柳家花緑さんを、大人の寺子屋にお招きするにあたって、
書棚から本を取り出し読んでみた。
そこには、『僕が、落語を変える』というタイトル通りの意気込みを見せる若き花緑がいた。当時30歳。
祖父は、五代目柳家小さん。
同じ家に住む祖父は師匠でもあった。
1987年、中学卒業と同時に小さんに入門した。
1989年、二つ目になった頃、師匠の芸と自分の芸を比べて自虐的になった。人間国宝の孫というプレッシャーは、想像を絶するものがあった。出刃包丁を喉元に突き付けたこともあったが、師匠の泣く顔が浮かびとどまった。

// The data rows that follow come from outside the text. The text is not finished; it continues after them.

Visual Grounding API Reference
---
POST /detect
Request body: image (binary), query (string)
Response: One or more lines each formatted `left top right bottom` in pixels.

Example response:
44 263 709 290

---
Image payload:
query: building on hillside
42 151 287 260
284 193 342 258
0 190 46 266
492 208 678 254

1994年、22歳。戦後最年少で真打に昇進した。花緑という名は師匠が命名した。昇進披露パーティーで「七光りでなく十四光」という祖父の言葉を聞いて、吹っ切れた。十四光も浴びているなら、それを武器にしたらいいと。
祖父が亡くなって20年。
「これでいいと思ったら芸人はおしまい」
「小馴れて喋るな」「いつも初めて喋る気持ちで」
「弟子を持って一人前」
いまも、師匠の言葉が蘇る。
祖父が人の悪口を言っているのを聞いたことがない。
悪く言われていることもなかった。
花緑さんは、自分もかくありたいと思う。
そして、人に喜ばれる存在でありたいと思う。
20年経って、尖った部分が消え、丸くなってきた。
古典を磨きながら、新たな取り組みもして、落語界に新風を送ってきた。この20年で花緑さんがどう変化し、祖父から何を受け継ごうとしているのか、明日の「次世代継承塾」が楽しみだ。